7

I have a binary decision tree. It takes inputs as an array of floats, and each branch node splits on an input index and value eventually taking me to a leaf.

I'm performing a massive number of lookups on this tree (about 17% of execution time according to performance analysis (Edit: Having optimised other areas it's now at almost 40%)), and am wondering if I could/should be using a different data structure to improve lookup speed.

Some kind of hash table can't be used, as inputs do not map directly to a leaf node, but I was wondering is anyone had any suggesting as to methods and data-structures I could use in place of the tree (or as well as?) to improve lookup speeds.

Memory is a concern, but less of a concern than speed.

Code is currently written in C#, but obviously any method could be applied.

Edit: There's a bit too much code to post, but I'll give more detail about the tree.

The tree is generated using information gain calculations, it's not always a 50/50 split, the split value could be any float value. A single input could also be split multiple times increasing the resolution on that input.

I posted a question about performance of the iterator here:

Micro optimisations iterating through a tree in C#

But I think I might need to look at the data structure itself to improve performance further.

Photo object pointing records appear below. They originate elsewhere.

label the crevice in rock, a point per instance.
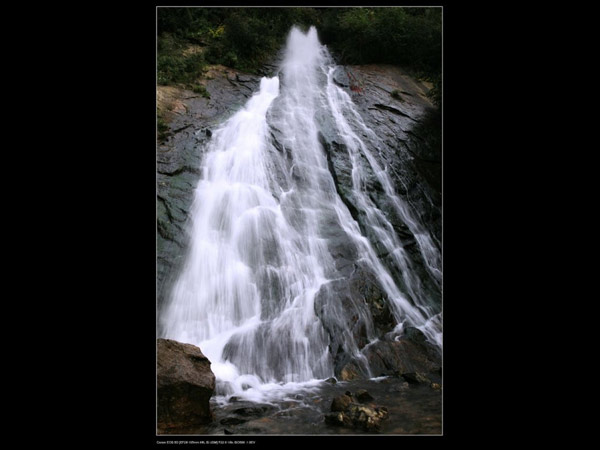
(180, 170)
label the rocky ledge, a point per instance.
(185, 385)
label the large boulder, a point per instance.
(185, 384)
(411, 353)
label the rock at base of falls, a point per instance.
(352, 415)
(185, 384)
(411, 353)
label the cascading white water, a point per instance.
(259, 251)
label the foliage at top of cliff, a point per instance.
(245, 38)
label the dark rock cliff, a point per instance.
(395, 107)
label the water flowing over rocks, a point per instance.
(185, 385)
(319, 207)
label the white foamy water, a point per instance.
(259, 254)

I'm aiming for as much performance as possible here. I'm working on a new method of machine learning, and the tree grows itself using a feedback loop. For the process I'm working on, I estimate it'll be running for several months, so a few % saving here and there is massive. The ultimate goal is speed without using too much memory.

Community
  • 1
  • 1
Will Calderwood
  • 4,393
  • 3
  • 39
  • 64
  • dictionary with ordering which can be a map – Ryan Fung May 14 '13 at 09:29
  • 1
    You say you have a binary tree and the input at each node is a float - is your choice of child node based on `input < 0.5` or is there something more complex going on? Can you post some code? Also: 17% of execution time isn't very contextual - that could be very fast! Do you have a target you're aiming for, or more detail on the profiling that you can share? – Dan Puzey May 14 '13 at 09:30
  • Thanks Dan, I've added some more detail about the tree and targets. – Will Calderwood May 14 '13 at 09:44
  • Does it have a fixed depth? – Will May 14 '13 at 10:00
  • And what precision is needed for the floats? Is it enough to have just 256 graduations between 0 and 1, for example? – Will May 14 '13 at 10:06
  • It's not a fixed depth, and I need a higher resolution than 8 bit unfortunately. – Will Calderwood May 14 '13 at 10:40
  • I've now optimised other areas of code and it's over 30% of time is spent in that one function... I really could do with finding a faster way! – Will Calderwood May 14 '13 at 14:41

2 Answers2

2

If I understand correctly, you have floating point ranges than have to be mapped to a decision. Something like this:

       x <= 0.0      : Decision A
 0.0 < x <= 0.5      : Decision B
 0.5 < x <= 0.6      : Decision C
 0.6 < x             : Decision D

A binary tree is a pretty good way to handle that. As long as the tree is well balanced and the input values are evenly distributed across the ranges, you can expect O(log2 n) comparisons, where n is the number of possible decisions.

If the tree is not balanced, then you could be doing far more comparisons than necessary. In the worst case: O(n). So I would look at the trees and see how deep they are. If the same tree is used again and again, then the cost spent rebalancing once may be amortized over many lookups.

If the input values are not evenly distributed (and you know that ahead of time), then you might want to special-case the order of the comparisons so that the most common cases are detected early. You can do this by manipulating the tree or by adding special cases in the code before actually checking the tree.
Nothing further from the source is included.